Dean Gladney has been running his 65-foot custom charter boat Beachwater II south into the Mississippi Sound from Biloxi for 35 years. She belongs to a group of eight similar vessels, dubbed the Chandeleur boats (aka motherships) that make the unique run to Louisiana’s Chandeleur Islands and the Breton National Wildlife Refuge for what Gladney describes as a “paradise of fishing.”
The Chandeleur boats are unique in that they act as mobile headquarters with six or more 14-foot skiffs loaded on board and are able to tow their charter’s personal boats for long three-day tours of nonstop fishing and camaraderie for up to 12 people. The spacious Beachwater II has the feel of a rustic fishing camp, and Gladney’s three-man crew cleans the days’ hauls of redfish, speckled trout and flounder, and cooks massive amounts of some of the finest Gulf Coast meals imaginable. They take care of everything—all you have to do is catch the fish.
“The Chandeleurs really are a paradise even though they have been ravaged by hurricanes over the last 30 years and are a quarter of their size now,” says Gladney, who at 22 years old started working as a deckhand for his father in 1979. His institutional fishing knowledge of the area is unrivaled. “There are so many coves, little bayous, points, and grassy habitats out there that are magnets for these fish, and when they turn on, boy, do they turn on,” Gladney says. “In the late summer we get my charters out on the Gulfside beaches for surf fishing.”
Ideal for large groups of friends or families, the motherships are a sensational way to spend a long weekend. The sunsets are spectacular on the large stern deck or on the bow for stargazing, socializing or hanging down below for poker games late into the night in the rarely visited and out-of-cellphone coverage Chandeleur Islands. In the spring, thousands of pelicans and other sea birds come to the island chain for nesting, but if the shoreline beach combing is ideal their real goal is fishing.

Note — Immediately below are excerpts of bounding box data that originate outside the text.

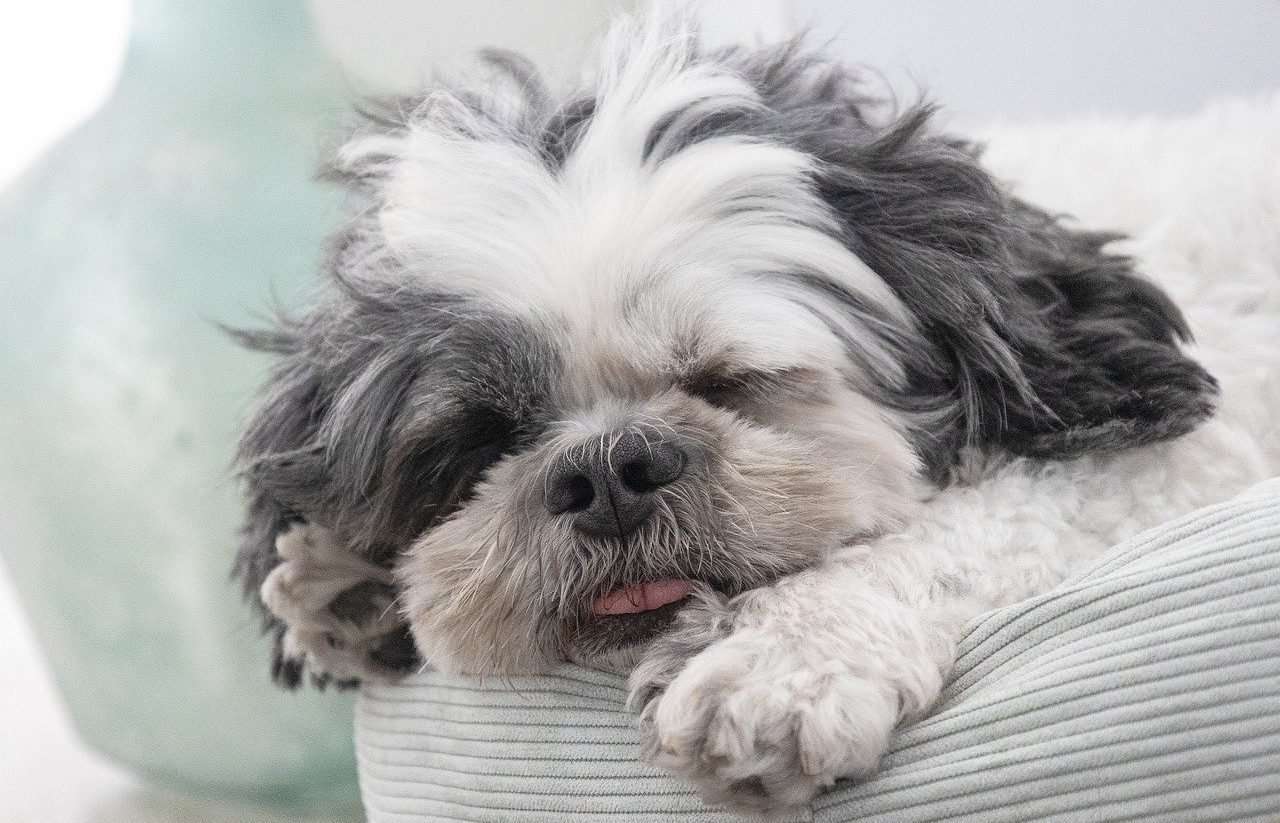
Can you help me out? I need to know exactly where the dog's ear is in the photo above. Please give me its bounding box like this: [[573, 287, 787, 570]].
[[225, 319, 417, 689], [808, 106, 1216, 475]]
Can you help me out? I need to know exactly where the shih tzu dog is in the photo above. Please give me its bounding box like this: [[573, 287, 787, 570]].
[[230, 8, 1239, 813]]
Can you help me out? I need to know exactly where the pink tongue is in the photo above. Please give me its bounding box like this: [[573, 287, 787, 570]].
[[591, 580, 694, 614]]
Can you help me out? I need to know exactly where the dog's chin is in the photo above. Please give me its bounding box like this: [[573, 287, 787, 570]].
[[564, 580, 703, 671]]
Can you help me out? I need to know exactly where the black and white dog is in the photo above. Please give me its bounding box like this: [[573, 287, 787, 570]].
[[230, 11, 1269, 811]]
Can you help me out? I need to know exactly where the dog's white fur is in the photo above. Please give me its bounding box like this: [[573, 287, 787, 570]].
[[637, 97, 1280, 810]]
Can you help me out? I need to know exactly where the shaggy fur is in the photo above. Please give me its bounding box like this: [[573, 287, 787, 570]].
[[238, 8, 1277, 813]]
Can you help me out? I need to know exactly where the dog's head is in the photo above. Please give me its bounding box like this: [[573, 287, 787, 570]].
[[232, 14, 1212, 672]]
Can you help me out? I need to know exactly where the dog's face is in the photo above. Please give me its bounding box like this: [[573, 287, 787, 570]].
[[232, 17, 1211, 672]]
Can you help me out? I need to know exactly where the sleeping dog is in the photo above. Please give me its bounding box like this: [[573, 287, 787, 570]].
[[237, 8, 1275, 813]]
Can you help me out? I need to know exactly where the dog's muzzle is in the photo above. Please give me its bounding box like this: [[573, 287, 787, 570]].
[[545, 431, 689, 539]]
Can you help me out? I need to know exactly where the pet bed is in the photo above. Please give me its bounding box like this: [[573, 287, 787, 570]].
[[356, 479, 1280, 823]]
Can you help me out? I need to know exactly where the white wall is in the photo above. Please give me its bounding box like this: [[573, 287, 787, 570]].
[[796, 0, 1280, 124], [312, 0, 1280, 125]]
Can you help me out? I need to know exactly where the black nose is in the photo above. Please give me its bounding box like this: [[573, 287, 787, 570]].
[[547, 431, 686, 538]]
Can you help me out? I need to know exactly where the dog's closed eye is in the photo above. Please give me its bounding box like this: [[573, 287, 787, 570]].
[[680, 367, 815, 411]]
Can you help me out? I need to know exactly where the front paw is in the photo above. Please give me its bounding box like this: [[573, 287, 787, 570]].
[[260, 523, 417, 687], [632, 627, 901, 815]]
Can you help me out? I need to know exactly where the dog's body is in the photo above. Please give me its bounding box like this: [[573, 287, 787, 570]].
[[232, 12, 1280, 811]]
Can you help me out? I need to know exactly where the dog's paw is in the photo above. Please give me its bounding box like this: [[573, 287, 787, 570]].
[[632, 628, 900, 817], [261, 523, 417, 686]]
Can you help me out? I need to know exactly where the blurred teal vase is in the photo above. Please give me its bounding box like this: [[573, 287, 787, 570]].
[[0, 0, 357, 806]]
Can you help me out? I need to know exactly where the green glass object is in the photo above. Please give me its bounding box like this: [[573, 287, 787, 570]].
[[0, 0, 358, 808]]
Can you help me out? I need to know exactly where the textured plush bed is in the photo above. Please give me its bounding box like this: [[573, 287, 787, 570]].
[[356, 99, 1280, 823], [356, 479, 1280, 823]]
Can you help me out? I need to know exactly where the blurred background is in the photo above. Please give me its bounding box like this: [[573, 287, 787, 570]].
[[0, 0, 1280, 823]]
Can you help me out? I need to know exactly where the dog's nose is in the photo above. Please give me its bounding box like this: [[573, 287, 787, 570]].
[[547, 431, 686, 538]]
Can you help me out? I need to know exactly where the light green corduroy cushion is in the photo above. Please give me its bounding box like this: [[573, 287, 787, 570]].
[[356, 479, 1280, 823]]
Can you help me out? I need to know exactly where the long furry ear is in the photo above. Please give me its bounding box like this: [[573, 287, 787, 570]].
[[808, 106, 1216, 477], [225, 317, 417, 689]]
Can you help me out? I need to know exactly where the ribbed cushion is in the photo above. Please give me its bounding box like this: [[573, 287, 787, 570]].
[[356, 479, 1280, 823]]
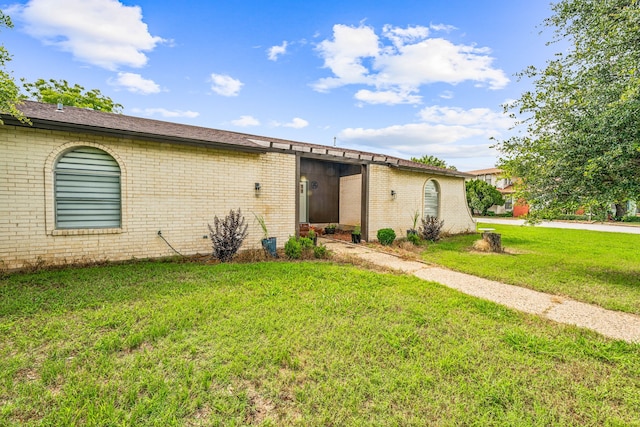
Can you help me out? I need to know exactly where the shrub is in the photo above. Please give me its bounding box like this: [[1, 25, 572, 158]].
[[407, 233, 420, 246], [420, 215, 444, 242], [207, 208, 249, 262], [298, 237, 313, 250], [377, 228, 396, 246], [284, 236, 302, 259], [284, 236, 327, 259], [313, 245, 329, 258]]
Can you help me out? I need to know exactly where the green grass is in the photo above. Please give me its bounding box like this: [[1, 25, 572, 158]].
[[423, 224, 640, 314], [0, 262, 640, 426]]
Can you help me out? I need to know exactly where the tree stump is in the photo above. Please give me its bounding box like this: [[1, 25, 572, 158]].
[[482, 231, 502, 252]]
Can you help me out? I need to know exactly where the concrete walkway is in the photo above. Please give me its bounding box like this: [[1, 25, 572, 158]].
[[474, 217, 640, 234], [320, 238, 640, 343]]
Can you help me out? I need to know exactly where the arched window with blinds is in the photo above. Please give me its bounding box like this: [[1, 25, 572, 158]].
[[422, 179, 440, 218], [54, 147, 122, 229]]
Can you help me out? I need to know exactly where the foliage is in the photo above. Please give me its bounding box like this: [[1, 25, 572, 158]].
[[411, 154, 458, 171], [22, 79, 123, 113], [407, 233, 421, 246], [498, 0, 640, 218], [423, 224, 640, 314], [284, 236, 315, 259], [313, 244, 329, 259], [377, 228, 396, 246], [411, 209, 420, 230], [621, 216, 640, 222], [0, 10, 28, 125], [418, 215, 444, 242], [465, 179, 504, 215], [284, 236, 302, 259], [253, 213, 269, 239], [0, 262, 640, 427], [207, 209, 249, 262]]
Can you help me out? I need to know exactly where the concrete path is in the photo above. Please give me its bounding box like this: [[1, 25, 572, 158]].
[[474, 217, 640, 234], [320, 238, 640, 343]]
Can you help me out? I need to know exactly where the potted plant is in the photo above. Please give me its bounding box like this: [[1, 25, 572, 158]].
[[351, 224, 362, 243], [307, 227, 318, 246], [253, 214, 278, 257], [407, 209, 420, 237]]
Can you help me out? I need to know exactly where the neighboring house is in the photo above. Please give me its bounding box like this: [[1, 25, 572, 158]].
[[0, 101, 474, 269], [467, 168, 529, 217]]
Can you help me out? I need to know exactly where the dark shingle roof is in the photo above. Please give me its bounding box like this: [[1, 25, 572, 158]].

It’s a unique experience running the little skiffs out from the mothership up into the marsh shallows with an ice chest and then drifting along the shore until you find that one perfect spot where the fish start biting. Since you’re never far from the floating base, it’s truly a relaxed fishing expedition without the worry of returning to the boat launch to get home in time for supper.
This is the last month of the season that started in April. It’s best to book early—Beachwater II and the other Chandeleur boats fill up quickly with many repeat customers extending their trips by staying at the casinos adjacent to the marinas. “It’s really just been a good life out here on the water and helping so many people see and explore these islands with me,” says Gladney reflecting on his years aboard Beachwater II.